An image with a close-up of a body part
This rule is a personal health policy. Do not play any ads that display close-ups of body parts, even if the context is harmless. Examples include a close-up of earrings on someone's ear or a close-up of body parts to a student during a doctor's lecture.
To avoid being marked as an issue, choose pictures carefully and keep this rule in mind in all social media.
Copyrighted music or videos
You must have the right to use the music, or Facebook will mute or partially mute the video of the music being played. Any music played in the background of the video will be filtered and checked against the copyright database.
If your customers or your account are often disapproved without a good reason, you may be on Facebook's "Special Attention" list.
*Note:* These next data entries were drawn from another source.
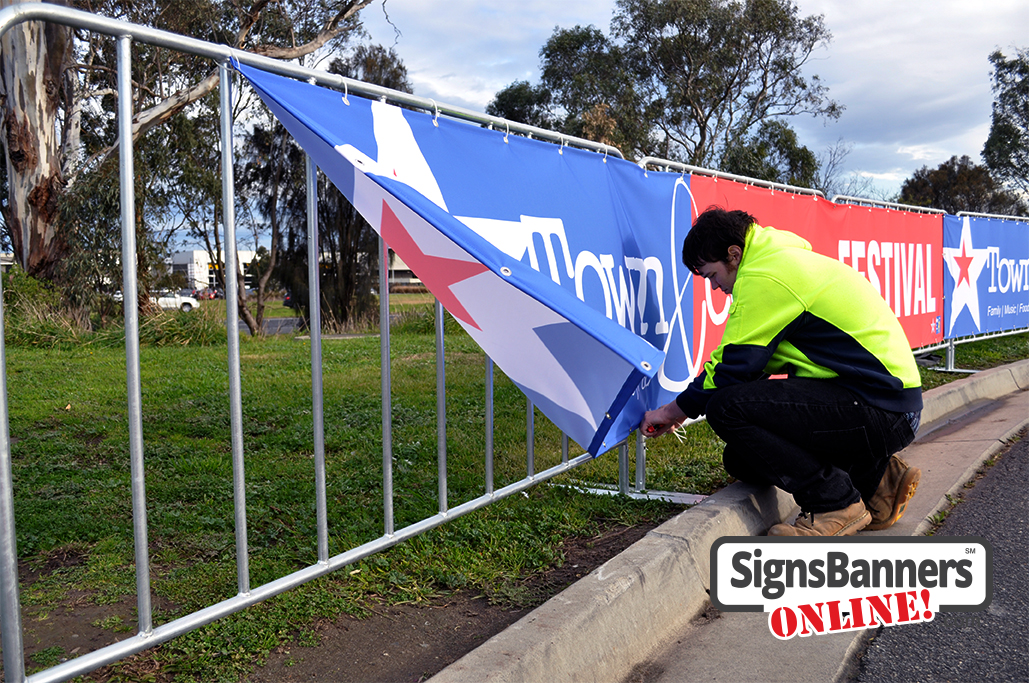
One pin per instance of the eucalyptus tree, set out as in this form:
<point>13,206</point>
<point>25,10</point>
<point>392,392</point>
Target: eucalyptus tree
<point>684,79</point>
<point>59,99</point>
<point>347,244</point>
<point>959,184</point>
<point>1006,149</point>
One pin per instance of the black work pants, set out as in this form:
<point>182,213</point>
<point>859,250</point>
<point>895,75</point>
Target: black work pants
<point>810,437</point>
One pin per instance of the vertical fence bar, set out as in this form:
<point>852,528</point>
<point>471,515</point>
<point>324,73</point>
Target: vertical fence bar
<point>317,392</point>
<point>130,300</point>
<point>440,407</point>
<point>640,462</point>
<point>233,325</point>
<point>10,607</point>
<point>530,439</point>
<point>624,468</point>
<point>384,323</point>
<point>489,426</point>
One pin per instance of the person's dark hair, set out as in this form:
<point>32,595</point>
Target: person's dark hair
<point>713,232</point>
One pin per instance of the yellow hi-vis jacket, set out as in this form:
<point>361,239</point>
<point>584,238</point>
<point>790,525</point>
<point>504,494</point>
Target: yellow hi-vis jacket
<point>802,314</point>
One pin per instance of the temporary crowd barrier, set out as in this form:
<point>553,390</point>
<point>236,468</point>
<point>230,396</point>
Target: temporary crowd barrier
<point>559,257</point>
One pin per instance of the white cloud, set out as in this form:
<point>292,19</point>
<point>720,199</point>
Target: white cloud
<point>914,75</point>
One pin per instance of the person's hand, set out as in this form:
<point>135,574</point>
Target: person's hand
<point>661,421</point>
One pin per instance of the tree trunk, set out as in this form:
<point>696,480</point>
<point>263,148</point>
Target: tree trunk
<point>32,63</point>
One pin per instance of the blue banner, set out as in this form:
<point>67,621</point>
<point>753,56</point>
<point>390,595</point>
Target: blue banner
<point>986,275</point>
<point>562,263</point>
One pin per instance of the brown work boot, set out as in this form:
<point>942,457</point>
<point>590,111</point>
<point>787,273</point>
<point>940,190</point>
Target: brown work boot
<point>890,500</point>
<point>847,522</point>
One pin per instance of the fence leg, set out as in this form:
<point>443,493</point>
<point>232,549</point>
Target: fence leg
<point>640,463</point>
<point>624,468</point>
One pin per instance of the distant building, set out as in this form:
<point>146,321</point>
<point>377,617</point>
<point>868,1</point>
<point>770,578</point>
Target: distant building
<point>200,271</point>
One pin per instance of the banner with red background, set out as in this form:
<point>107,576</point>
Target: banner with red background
<point>899,252</point>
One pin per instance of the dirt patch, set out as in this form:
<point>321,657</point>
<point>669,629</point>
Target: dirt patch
<point>396,644</point>
<point>406,644</point>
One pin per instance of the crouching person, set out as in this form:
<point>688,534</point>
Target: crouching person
<point>828,432</point>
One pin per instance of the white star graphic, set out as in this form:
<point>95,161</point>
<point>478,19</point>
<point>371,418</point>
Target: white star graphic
<point>964,264</point>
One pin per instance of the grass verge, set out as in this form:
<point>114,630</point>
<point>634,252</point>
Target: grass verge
<point>72,496</point>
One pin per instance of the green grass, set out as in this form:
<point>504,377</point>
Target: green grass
<point>72,495</point>
<point>72,486</point>
<point>978,356</point>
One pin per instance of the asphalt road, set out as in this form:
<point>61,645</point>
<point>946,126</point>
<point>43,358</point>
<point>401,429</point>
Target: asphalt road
<point>972,646</point>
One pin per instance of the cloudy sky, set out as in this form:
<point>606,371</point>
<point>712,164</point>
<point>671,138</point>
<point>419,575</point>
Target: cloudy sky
<point>913,74</point>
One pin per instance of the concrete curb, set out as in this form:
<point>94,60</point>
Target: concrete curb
<point>597,628</point>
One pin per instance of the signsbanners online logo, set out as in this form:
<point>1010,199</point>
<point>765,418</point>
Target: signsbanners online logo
<point>821,585</point>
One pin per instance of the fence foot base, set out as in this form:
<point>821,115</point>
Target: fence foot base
<point>666,496</point>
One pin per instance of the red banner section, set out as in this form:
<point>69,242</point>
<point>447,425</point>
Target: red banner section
<point>899,252</point>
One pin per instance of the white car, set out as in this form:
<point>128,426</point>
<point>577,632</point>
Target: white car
<point>172,300</point>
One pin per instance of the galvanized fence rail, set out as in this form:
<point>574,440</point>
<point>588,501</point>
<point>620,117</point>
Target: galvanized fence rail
<point>148,635</point>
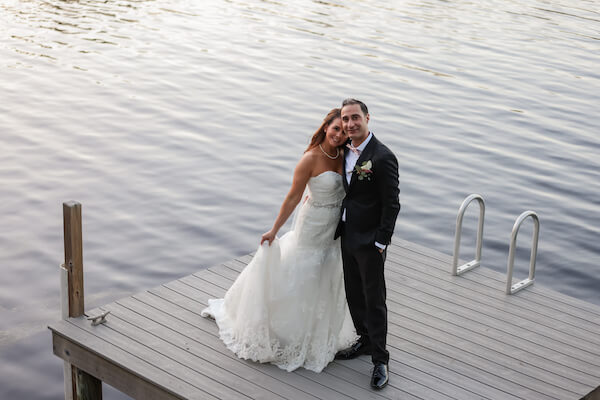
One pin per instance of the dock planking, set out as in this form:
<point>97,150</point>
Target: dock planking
<point>449,338</point>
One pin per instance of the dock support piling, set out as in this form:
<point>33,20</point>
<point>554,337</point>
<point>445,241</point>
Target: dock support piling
<point>84,386</point>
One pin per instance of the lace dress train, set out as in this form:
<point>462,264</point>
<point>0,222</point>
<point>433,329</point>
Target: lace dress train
<point>288,306</point>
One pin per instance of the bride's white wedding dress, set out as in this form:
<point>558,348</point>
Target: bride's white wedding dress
<point>288,306</point>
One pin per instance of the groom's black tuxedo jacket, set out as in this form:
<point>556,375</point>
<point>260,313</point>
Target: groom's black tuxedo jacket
<point>372,203</point>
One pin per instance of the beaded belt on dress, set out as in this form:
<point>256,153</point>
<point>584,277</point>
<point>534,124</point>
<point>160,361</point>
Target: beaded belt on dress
<point>313,203</point>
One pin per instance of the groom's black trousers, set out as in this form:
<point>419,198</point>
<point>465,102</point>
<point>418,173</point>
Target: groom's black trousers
<point>365,291</point>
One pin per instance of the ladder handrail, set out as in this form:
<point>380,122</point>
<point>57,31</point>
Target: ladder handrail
<point>510,288</point>
<point>457,270</point>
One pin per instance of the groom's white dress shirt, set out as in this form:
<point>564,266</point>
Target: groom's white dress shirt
<point>350,162</point>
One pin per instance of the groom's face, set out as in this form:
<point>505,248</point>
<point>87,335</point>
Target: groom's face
<point>355,123</point>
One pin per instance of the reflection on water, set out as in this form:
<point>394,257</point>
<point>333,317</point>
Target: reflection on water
<point>177,124</point>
This means that you are now under more scrutiny than others because of previous errors.
Fortunately, Facebook has tools that let you see where the problem is and why policy violations are reported so that you can avoid them in the future.
Facebook is just protecting the user experience, requiring businesses to follow the rules and deliver quality experiences when advertising. Despite the frustrations at times, the advertising policy is designed to help protect everyone, including advertisers.
Make sure you're familiar with your advertising policies, check for common pitfalls and policy violations you may encounter, and develop a plan to avoid them.